You just made me shudder. Remember the massive cognitive dissonance triggered by Trump beating Hillary? The riots, the weeping and gnashing of teeth, the literal nervous breakdowns, the vagina hats?
They haven’t learned. They’re doubling down. If Trump doesn’t go to jail, or at least get impeached, I’m going to have to put all of my liberal friends on suicide watch. I’m not even sure I’m joking.
The standard progressive response to #4 seems to be “If you don’t want to be accused of harassment, just don’t harass women!”
It’s a classic motte-and-bailey argument, when harassment means as much or as little as it needs to. When pressed, the defense is that they only mean cases that rise to specific and actionable harassment, and cite clear-cut cases. With that established, “Victim shaming!” and “Believe the woman!” are then used to deflect scrutiny and “harassment” and “MeToo” can spread comfortably back into meaning everything from demanding sex in exchange for a promotion, to an awkward flirtation or a poorly-received pat on the shoulder.
Couldn’t the person in question just say “no thanks I don’t want to be your surrogate” and just report it to the staff?

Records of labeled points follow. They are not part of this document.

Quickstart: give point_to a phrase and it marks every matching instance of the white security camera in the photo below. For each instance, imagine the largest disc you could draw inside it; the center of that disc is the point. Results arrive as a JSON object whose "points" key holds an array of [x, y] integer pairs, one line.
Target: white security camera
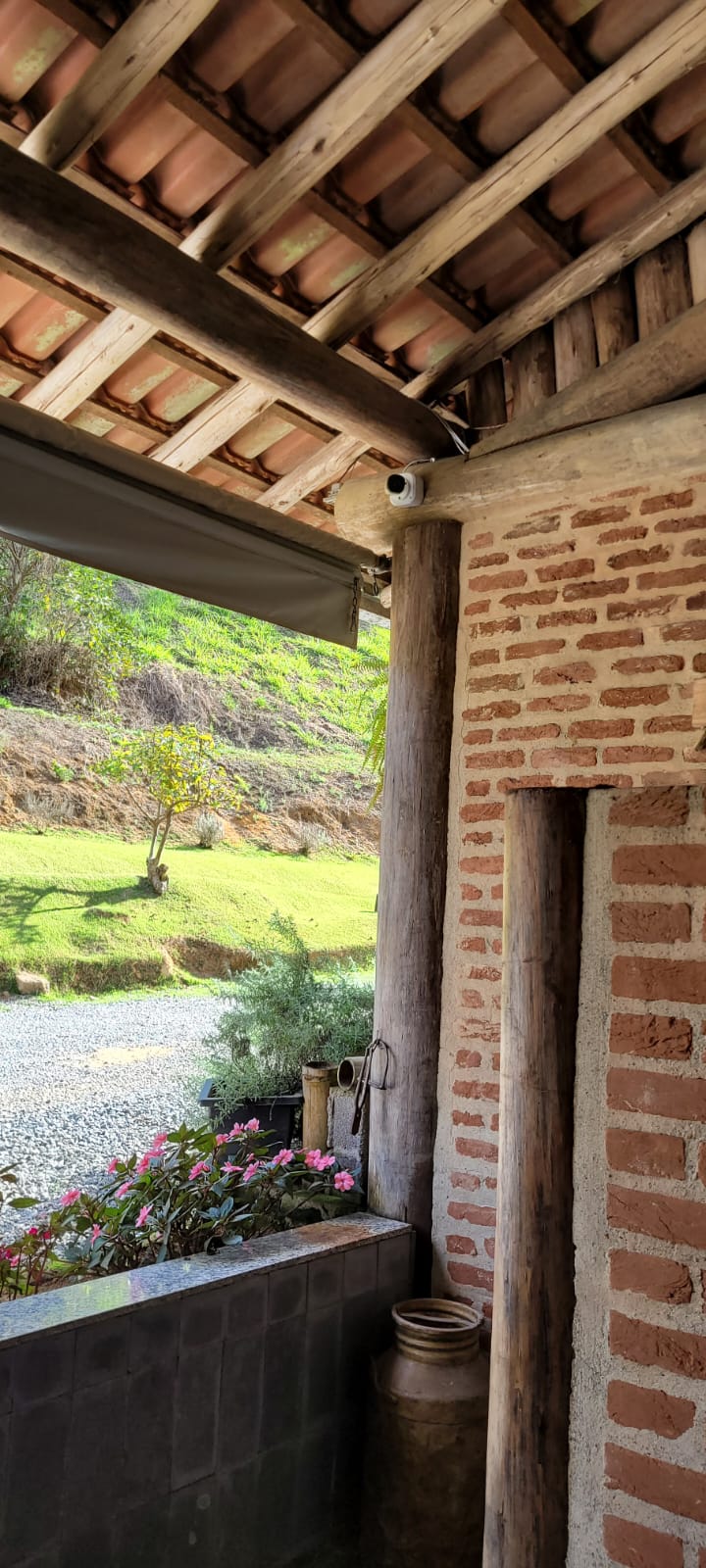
{"points": [[405, 490]]}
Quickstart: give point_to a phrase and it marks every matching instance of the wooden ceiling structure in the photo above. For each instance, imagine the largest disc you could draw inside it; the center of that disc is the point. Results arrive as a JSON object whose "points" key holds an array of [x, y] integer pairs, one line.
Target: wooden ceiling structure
{"points": [[267, 243]]}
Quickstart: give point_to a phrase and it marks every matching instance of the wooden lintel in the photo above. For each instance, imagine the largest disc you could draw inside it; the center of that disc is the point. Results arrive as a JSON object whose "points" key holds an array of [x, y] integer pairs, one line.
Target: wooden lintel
{"points": [[490, 490]]}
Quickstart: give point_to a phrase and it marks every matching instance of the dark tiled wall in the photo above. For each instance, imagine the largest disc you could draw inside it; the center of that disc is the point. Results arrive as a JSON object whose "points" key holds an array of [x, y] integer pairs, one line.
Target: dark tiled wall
{"points": [[216, 1426]]}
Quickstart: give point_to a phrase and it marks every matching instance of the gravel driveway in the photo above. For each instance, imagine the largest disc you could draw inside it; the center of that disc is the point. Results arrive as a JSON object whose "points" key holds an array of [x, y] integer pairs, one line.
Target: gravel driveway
{"points": [[83, 1081]]}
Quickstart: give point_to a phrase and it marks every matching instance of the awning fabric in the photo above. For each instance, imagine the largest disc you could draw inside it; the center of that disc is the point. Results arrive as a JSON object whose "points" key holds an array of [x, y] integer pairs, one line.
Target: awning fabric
{"points": [[93, 514]]}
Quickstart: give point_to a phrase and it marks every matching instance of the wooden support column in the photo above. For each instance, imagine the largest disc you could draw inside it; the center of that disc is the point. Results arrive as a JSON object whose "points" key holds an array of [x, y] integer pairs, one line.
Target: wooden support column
{"points": [[413, 877], [533, 1288]]}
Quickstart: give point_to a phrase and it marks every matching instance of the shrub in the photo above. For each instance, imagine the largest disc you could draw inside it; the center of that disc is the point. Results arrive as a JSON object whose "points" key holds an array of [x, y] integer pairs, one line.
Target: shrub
{"points": [[209, 830], [282, 1016], [190, 1192]]}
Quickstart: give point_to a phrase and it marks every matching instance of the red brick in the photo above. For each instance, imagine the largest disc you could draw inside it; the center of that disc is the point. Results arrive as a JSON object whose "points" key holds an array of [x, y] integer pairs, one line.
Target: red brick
{"points": [[486, 710], [598, 514], [669, 502], [637, 1546], [656, 1214], [561, 569], [647, 557], [515, 601], [650, 1410], [465, 1274], [463, 1246], [658, 1278], [483, 866], [661, 864], [684, 632], [476, 1150], [648, 663], [598, 590], [530, 733], [567, 618], [645, 1152], [677, 579], [651, 808], [473, 1214], [656, 1094], [578, 673], [651, 922], [600, 728], [651, 1035], [488, 582], [631, 755], [564, 703], [473, 1090], [628, 639], [549, 645], [631, 611], [669, 1487], [634, 697], [496, 760]]}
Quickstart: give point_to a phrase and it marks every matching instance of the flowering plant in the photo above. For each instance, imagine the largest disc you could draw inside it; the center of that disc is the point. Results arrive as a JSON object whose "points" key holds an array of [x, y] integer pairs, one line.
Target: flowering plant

You did after all successfully argue that this should be done in private, rather than throught he media.
Sure. Just as any victim of a crime can just handle it privately. It’s still an offense. But your point is valid.
With regards to #4, please note that this is the grown-up version of the campus rape crisis kerfluffle. Look for trigger warnings and safe spaces next.
The left seems determined to usher in some kind of neo-Victorian social system where it’s improper to interact with a lady if one has not been formally introduced or if a chaperone isn’t present, and where our delicate sensibilities must be protected from harsh language and improper subjects.
Many of us who grew up on second-wave feminism are confused as to how this got to be the end game, but I can’t see it going any other way.